(The spoken version shall take precedence)
Ladies and Gentlemen,
Honoured members of SeaBOS.
Let me start by saying how glad I am to see all of you in this virtual meeting.
After more than a year of this terrible pandemic, I think we are all longing for things to be a little more like they used to.
And yet, I think we know in our hearts that things won’t be the same, because we aren’t the same any more.
Those of us who make it through will always remember the pandemic:
How it made us reconsider some of our choices and priorities.
How it opened our eyes to our own vulnerability.
And how it made us see that in our connected world, even a small “bug” can threaten our very existence and way of life.
But what the pandemic has also showed us, is the power of cooperation and science.
Ladies and gentlemen. Two weeks ago, I participated in the virtual Nobel Prize Summit “Our Planet – Our Future”. A meeting that was collaboratively arranged by the Nobel foundation, the US Academy of Sciences, and several scientists that you know and have worked with for years.
Among the speakers were Nobel Laureates, political leaders and leading scientists, among them “our own” professor Carl Folke. Listening to them made me even more convinced of the urgency of the challenges we are up against, the importance of science and the need to accelerate change.
A consistent message throughout the meeting was that we need more collaboration between disciplines and more cooperation between science and industry.
Business needs to work with science and to lead the necessary change.
This message came from Nobel Laureates and from political leaders. And the statement coming out from the Nobel symposium is now signed by 102 laureates.
You, members of SeaBOS, you know this already. You are on the right track and have been so for some time now.

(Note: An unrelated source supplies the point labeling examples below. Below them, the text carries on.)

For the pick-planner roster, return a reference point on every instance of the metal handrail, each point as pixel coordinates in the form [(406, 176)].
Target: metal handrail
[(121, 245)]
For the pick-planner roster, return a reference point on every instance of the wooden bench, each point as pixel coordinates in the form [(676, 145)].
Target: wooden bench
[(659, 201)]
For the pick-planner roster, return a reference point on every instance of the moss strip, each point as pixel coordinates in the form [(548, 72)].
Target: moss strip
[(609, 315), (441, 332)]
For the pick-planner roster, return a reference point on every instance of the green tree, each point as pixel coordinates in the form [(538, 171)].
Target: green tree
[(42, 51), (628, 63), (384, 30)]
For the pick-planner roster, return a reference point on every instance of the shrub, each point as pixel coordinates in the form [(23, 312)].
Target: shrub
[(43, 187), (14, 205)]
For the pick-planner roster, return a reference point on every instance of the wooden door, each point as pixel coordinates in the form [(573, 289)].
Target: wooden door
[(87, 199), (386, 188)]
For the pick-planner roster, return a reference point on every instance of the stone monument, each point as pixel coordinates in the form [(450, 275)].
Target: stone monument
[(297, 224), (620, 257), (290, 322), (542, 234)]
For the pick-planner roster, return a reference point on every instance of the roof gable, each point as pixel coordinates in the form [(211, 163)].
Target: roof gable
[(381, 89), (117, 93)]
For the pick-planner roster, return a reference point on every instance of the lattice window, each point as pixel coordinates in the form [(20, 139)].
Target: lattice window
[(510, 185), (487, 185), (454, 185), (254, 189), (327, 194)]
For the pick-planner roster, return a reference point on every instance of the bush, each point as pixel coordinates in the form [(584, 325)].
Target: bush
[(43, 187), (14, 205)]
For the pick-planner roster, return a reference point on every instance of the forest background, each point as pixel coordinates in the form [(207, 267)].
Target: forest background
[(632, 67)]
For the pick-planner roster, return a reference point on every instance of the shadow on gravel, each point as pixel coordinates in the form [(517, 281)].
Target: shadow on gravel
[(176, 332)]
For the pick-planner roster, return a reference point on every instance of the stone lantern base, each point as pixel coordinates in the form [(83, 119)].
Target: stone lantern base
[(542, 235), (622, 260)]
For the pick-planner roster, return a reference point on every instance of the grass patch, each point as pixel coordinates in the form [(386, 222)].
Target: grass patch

In fact, your initiative was even mentioned by the climate advisor to president Biden, honorable Jane Lubchenco, who I think most of you have met.
So thank you, members of SeaBOS, for setting an example for others to follow.
I have understood that you are making substantial progress, working hard to reach your bold goals from last December.
Keeping up the pace, despite this stubborn pandemic.
Meeting more than ever.
And becoming braver in sharing data.
I have also learnt that tangible results are starting to show after years of SeaBOS work. This makes me very happy. Great work!
And now, I will ask you to work even harder. Because there are still so many problems that need to be solved: illegal fishing, labour abuse, endangered species, antibiotics, plastics, carbon emissions and more.
We need promises, but more than anything, we need concrete results.
I know I am asking you for a lot. And I appreciate how much that is being required from you.
But remember, you are not alone. You have the same scientists on your team that recently helped mobilize Nobel Laureates and political leaders. You are in good company.
These scientists help you stay ahead, and with this head start, you will be able to deliver the results that the world needs.
Ladies and gentlemen: I wish you the best of luck with this meeting and I look forward to following your work!